A sociedade industrial possui instrumentos para transformar o metafísico em físico, o interior em exterior, as aventuras da mente em aventuras tecnológicas.

Pense na sua vida hoje: a amplitude da conveniência é inegável. Desde a facilitação de tarefas cotidianas até o acesso instantâneo a vastos conteúdos informacionais e de entretenimento, a otimização de processos permeia a experiência contemporânea. Contudo, essa aparente eficiência pode mascarar um processo mais complexo: a potencial homogeneização da cognição e da volição humanas.
E se a nossa sociedade, sem que percebamos, estivesse nos transformando em uma versão simplificada de nós mesmos, como um aplicativo que cumpre apenas uma função? Essa é exatamente a provocação de Herbert Marcuse em O Homem Unidimensional (1964): à medida que a sociedade industrial avançada, com sua tecnologia e consumo, nos molda a ponto de perdermos nossa capacidade de questionar e de imaginar um mundo diferente.
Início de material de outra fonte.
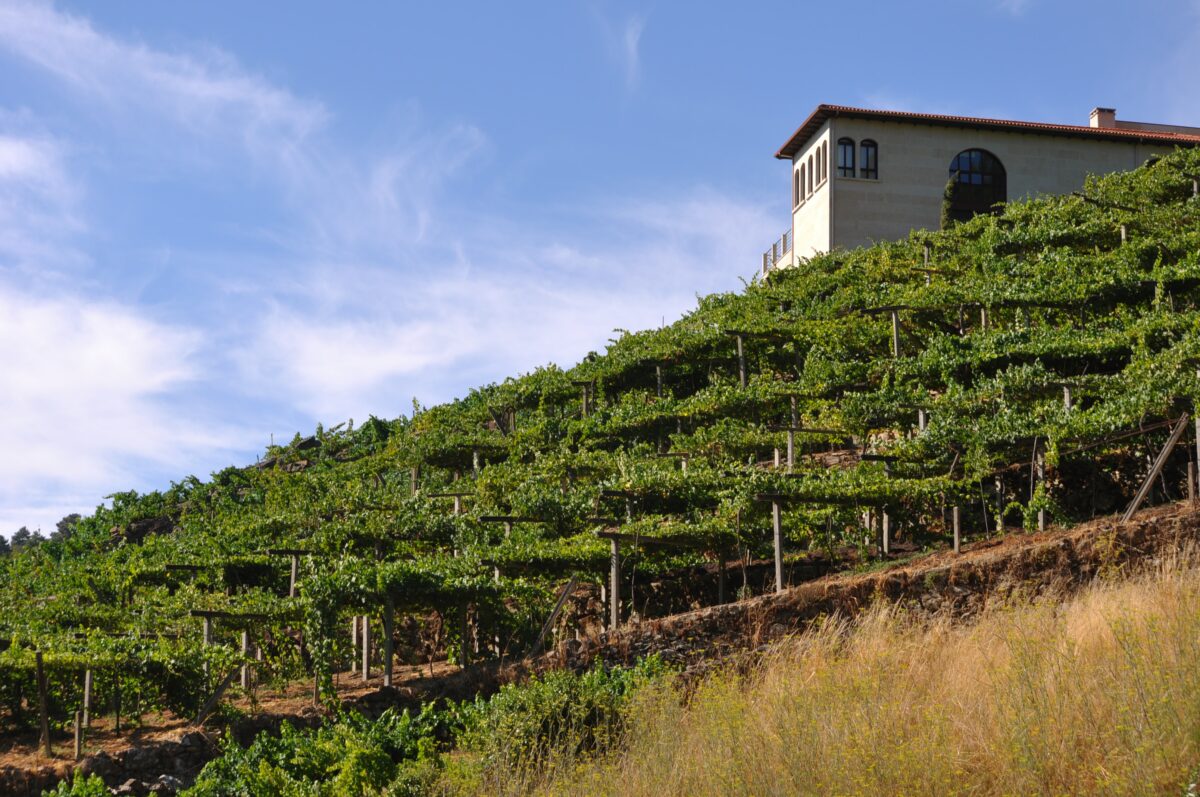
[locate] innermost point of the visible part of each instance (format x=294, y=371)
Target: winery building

A sociedade unidimensional
Marcuse descreve as sociedades industriais avançadas – tanto capitalistas quanto socialistas – como sistemas totalizadores que administram não apenas a economia, mas também a cultura, a política e até os desejos individuais. Para ele, tais sociedades promovem uma forma de racionalidade técnica que se apresenta como neutra e objetiva. Entretanto, na verdade, serve para manter a dominação ao absorver e neutralizar qualquer oposição significativa. Este processo é o que Marcuse chama de unidimensionalidade, uma forma de existência que elimina a negatividade necessária para a transformação social.
Empreendendo essa transformação do metafísico em físico, a sociedade industrial avançada, na visão de Marcuse, opera através de uma instrumentalização total da razão. Essa instrumentalização forja a racionalidade tecnológica como o principal motor. Nela, o pensamento não busca mais a verdade essencial ou a imaginação de alternativas radicais (o metafísico), mas se volta para a otimização de processos, a eficiência produtiva e o controle social (o físico).
As aventuras da mente – anseios por liberdade autêntica, justiça profunda ou transcendência estética – são interceptadas e redefinidas como problemas técnicos solucionáveis por inovações ou como necessidades a serem satisfeitas por bens de consumo. O indivíduo é ensinado a externalizar seu eu interior através da aquisição de produtos, customizar experiências padronizadas, que prometem realização. Todavia, nesse ato de consumo neutralizam a dimensão crítica e utópica do pensamento.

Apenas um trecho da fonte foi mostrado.